Among the other findings:• The Marines were far more likely than other branches to send offenders to prison, with 53 prison sentences out of 270 cases. By contrast, of the Navy's 203 cases, more than 70 were court-martialed or punished in some way. Only 15 were sentenced to time behind bars.
• The Air Force was the most lenient. Of 124 sex crimes, the only punishment for 21 offenders was a letter of reprimand.
• Victims increasingly declined to cooperate with investigators or recanted, a sign they may have been losing confidence in the system. In 2006, the Naval Criminal Investigative Service, which handles the Navy and Marine Corps, reported 13 such cases; in 2012, it was 28.

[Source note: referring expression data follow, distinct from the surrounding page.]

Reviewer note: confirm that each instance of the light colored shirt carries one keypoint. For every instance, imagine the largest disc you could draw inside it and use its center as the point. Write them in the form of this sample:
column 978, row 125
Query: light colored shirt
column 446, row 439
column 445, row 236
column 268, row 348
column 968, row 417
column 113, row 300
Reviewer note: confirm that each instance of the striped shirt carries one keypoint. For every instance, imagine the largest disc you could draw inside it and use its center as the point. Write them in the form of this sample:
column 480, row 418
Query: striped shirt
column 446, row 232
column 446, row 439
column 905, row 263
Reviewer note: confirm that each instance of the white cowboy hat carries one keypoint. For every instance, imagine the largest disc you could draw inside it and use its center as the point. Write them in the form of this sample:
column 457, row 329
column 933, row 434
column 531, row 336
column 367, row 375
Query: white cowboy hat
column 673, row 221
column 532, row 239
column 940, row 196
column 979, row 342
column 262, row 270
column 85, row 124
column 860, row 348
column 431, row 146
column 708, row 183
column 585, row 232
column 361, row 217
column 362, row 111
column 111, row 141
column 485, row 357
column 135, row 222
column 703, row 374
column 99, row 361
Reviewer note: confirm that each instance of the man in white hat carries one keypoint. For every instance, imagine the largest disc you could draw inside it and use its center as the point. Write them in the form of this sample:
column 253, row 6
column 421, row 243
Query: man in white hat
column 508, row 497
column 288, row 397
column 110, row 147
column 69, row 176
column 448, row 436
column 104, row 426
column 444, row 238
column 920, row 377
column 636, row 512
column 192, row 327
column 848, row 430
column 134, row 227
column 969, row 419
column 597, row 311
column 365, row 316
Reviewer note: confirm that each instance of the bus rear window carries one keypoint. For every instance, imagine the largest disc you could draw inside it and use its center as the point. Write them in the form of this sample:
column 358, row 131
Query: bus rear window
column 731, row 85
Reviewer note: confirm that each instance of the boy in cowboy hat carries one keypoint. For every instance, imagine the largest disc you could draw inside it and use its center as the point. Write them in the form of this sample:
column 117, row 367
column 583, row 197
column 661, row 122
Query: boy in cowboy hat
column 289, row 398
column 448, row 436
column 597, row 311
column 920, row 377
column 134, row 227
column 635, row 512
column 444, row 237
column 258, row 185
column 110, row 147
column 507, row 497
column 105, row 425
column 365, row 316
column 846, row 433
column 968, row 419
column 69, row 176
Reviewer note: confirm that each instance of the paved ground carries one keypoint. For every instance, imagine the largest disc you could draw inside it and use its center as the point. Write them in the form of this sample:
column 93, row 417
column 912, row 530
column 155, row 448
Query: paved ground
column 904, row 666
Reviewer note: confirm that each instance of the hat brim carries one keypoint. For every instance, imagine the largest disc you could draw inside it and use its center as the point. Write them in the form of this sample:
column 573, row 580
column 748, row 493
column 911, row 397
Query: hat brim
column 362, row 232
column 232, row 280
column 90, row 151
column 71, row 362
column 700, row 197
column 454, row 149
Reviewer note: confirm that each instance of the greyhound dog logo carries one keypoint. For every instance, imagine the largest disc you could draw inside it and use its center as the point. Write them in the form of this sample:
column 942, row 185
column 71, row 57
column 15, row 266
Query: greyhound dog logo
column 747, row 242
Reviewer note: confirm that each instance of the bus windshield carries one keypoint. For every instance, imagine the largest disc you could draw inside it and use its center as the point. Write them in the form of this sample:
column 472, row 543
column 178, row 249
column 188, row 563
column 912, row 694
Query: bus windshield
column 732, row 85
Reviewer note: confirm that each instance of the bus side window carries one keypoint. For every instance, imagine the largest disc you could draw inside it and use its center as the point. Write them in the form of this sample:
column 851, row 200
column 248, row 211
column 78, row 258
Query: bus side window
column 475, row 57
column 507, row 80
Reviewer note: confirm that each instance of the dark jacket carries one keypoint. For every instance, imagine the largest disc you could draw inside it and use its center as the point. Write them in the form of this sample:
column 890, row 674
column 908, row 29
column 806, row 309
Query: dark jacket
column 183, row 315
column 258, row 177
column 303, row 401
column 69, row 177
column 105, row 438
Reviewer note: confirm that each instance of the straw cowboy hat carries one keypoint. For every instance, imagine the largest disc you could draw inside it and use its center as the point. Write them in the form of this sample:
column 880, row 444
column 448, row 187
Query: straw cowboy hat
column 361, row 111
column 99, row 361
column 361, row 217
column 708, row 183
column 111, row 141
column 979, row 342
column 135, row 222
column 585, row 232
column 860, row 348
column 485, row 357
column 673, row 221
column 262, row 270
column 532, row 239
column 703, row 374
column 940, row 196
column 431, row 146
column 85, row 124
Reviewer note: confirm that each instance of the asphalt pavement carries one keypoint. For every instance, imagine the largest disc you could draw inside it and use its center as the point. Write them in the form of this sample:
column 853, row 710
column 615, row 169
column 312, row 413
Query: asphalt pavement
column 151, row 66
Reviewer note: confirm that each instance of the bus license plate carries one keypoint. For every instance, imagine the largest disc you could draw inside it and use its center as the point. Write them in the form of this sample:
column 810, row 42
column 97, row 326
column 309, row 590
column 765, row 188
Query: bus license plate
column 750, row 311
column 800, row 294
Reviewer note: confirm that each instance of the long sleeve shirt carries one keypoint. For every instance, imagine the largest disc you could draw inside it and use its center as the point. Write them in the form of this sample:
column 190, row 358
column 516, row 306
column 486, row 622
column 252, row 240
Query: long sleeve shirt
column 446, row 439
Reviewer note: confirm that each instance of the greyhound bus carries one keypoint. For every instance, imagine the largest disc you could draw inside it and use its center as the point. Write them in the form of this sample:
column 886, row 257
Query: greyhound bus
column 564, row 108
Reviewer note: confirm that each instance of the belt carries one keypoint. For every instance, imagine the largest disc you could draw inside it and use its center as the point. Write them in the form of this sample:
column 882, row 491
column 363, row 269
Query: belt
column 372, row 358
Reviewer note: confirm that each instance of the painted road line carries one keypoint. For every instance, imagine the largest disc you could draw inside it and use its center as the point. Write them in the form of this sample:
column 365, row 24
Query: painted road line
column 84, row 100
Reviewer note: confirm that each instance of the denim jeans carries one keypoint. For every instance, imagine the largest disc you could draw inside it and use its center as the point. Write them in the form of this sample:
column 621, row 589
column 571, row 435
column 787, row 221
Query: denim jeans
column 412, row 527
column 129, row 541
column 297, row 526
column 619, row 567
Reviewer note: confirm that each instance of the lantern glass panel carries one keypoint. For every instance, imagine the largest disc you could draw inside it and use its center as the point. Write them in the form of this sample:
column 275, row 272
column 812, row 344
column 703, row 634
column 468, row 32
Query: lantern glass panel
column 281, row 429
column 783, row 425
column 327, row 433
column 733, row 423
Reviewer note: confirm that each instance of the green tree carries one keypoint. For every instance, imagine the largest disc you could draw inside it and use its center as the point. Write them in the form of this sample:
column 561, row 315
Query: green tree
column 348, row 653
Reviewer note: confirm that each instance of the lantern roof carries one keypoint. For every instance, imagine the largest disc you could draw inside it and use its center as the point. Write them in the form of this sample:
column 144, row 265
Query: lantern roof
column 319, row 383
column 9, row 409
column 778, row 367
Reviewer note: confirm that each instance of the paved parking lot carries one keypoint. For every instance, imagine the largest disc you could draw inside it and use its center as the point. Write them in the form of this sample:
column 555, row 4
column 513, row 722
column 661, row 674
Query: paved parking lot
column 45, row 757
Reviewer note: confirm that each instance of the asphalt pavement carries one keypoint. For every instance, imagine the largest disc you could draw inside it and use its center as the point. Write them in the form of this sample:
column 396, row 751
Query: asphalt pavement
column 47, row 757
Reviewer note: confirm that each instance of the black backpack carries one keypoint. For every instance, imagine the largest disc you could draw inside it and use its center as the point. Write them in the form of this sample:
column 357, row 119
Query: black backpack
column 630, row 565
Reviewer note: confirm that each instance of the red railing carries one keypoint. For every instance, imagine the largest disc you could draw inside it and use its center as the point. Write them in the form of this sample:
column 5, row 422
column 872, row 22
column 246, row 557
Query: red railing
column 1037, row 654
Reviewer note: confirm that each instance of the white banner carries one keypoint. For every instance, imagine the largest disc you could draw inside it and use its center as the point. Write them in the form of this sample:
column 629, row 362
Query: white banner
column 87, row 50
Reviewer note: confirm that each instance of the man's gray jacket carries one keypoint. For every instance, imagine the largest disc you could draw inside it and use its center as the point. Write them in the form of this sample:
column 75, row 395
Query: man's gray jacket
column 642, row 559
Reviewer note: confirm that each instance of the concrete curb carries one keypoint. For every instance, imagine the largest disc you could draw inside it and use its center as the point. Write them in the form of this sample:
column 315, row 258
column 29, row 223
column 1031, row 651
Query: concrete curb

Taken together, the sex crime cases from Japan, home to the largest number of U.S. military personnel based overseas, illustrate how far military leaders have to go to reverse a spiraling number of sexual assault reports.
In one case, a woman alleged that a sailor raped her. Later, she confronted him in a recorded conversation. She accused him of pushing her down “for sex purposes,” after which he apologized for hurting her “in that way.”
An Article 32 hearing, the military's version of a grand jury, recommended a court-martial on rape charges, but the commanding officer said no. The charges were dropped.
U.S. Sen. Kirsten Gillibrand, who leads the Senate Armed Services' personnel subcommittee, said the records are “disturbing evidence” that there are commanders who refuse to prosecute sexual assault cases.